6) My best professional win

    There are many Americans who have become CEOs of German companies. However these are almost always subsidiaries of U.S. firms, or Joint Ventures with them. Or the American is CEO of a company he himself founded in Germany. An exception was an American citizen who was CEO of Porsche for a while. However his parents were German and he was, I believe, essentially bilingual.

    Few Americans with less than perfect German (mine is heavily accented) have come to lead a purely German firm. My four years as CEO (Geschaftsfuhrer) of BFS GmbH in Munich were my time on the top of the pyramid, albeit a small one. Upon the firm’s sale to the conglomerate Krupp AG in 1994 (which did not make me poor) I returned to the U.S. until 1997. Those years as CEO are my most cherished professional win.

 

2nd Disclaimer

    Arrogance is alive and well in C-suites throughout the world. But as a coach, humility works better. Once in Iran I took part in presenting blood analysis machines, a 100,000 Swiss franc item, to hospitals. In the question period after the presentation the Iranian physicians would ask questions for the same reasons the rest of us do: (1) to show how smart we are, (2) to reveal how dumb someone else is and (3) actually to learn something.

    At one presentation an elderly gentleman asked a question about the machine’s plug. The plug? What kind of silly question was that? There were even a couple of snickers from the audience.

    Neither my co-presenter, a Swiss PhD in Chemistry, or I, knew. So we pulled out the electric cord so the gentleman could come up to the podium and examine the plug. He frowned and told us that the machines should be fitted with a different plug, as the one it came with would not work with the sockets in that hospital’s laboratories. Turns out his question was not so silly after all. Next he removed a panel and examined the electrical fittings. After doing that, he very politely informed us the machine really should be rewired to accommodate the severe brownouts there, and a back-up power system provided.

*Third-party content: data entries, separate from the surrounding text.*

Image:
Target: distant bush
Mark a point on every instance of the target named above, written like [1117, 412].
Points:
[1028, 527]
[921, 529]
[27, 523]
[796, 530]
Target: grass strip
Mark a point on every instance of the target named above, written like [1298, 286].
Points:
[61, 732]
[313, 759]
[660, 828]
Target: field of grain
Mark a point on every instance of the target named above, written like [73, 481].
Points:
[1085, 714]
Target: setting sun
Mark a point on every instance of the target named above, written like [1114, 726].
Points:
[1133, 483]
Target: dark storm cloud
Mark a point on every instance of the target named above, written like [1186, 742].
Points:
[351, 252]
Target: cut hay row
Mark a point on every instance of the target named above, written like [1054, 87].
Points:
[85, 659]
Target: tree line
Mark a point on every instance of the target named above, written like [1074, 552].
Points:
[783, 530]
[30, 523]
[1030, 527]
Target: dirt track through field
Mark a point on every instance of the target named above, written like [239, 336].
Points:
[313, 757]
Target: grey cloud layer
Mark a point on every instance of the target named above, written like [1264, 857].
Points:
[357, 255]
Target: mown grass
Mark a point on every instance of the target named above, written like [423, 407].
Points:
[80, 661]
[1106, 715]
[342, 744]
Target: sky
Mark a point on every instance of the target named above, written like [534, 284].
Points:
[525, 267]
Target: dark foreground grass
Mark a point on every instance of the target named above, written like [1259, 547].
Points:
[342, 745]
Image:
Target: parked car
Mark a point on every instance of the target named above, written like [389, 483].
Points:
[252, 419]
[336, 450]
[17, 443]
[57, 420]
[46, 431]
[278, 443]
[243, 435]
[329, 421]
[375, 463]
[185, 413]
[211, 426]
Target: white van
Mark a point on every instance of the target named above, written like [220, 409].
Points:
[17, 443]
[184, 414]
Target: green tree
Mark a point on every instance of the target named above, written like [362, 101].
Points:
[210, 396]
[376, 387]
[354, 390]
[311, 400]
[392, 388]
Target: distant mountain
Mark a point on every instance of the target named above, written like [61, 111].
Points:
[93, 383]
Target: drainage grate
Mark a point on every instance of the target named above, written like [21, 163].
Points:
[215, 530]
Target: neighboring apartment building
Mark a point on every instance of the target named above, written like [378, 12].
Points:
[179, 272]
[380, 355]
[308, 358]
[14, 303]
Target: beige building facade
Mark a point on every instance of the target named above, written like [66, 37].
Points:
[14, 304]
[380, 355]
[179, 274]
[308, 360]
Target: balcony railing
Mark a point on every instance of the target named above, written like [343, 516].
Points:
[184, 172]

    Curious, I asked his background. He said he was retired and sometimes gave some advice to a hospital as he had a background in medicine. When I pursued he promptly changed the subject to ask me questions about my own education and my business background.

    Later I asked an Iranian physician who seemed to know him who the "plug question man" was. He explained that the man was from the United Nations, a World Health Organization (W.H.O.) advisor who was assisting the Iranian Ministry of Health. "Mr. Plug" had a PhD in physics, a PhD in chemistry, and was a physician, a triple Doctor. After retiring as the Dean of the Medical School at the University of Chicago, he had been recruited by the UN. He had astonished one and all by how fast he had learned Farsi, his fourth or fifth language.

    Armed with this information, I thoughtfully went back to the white-haired Dr.,Dr.,Dr. and asked him what he had found to be his greatest challenge in Iran, in dealing with such a different culture. He said it was the same challenge he had faced in the U.S. -- how properly to teach and to help, not so much the run of the mill medical students and physicians, but rather the truly brilliant ones, those who were so much smarter than he was. Consultants, coaches and mentors, take note!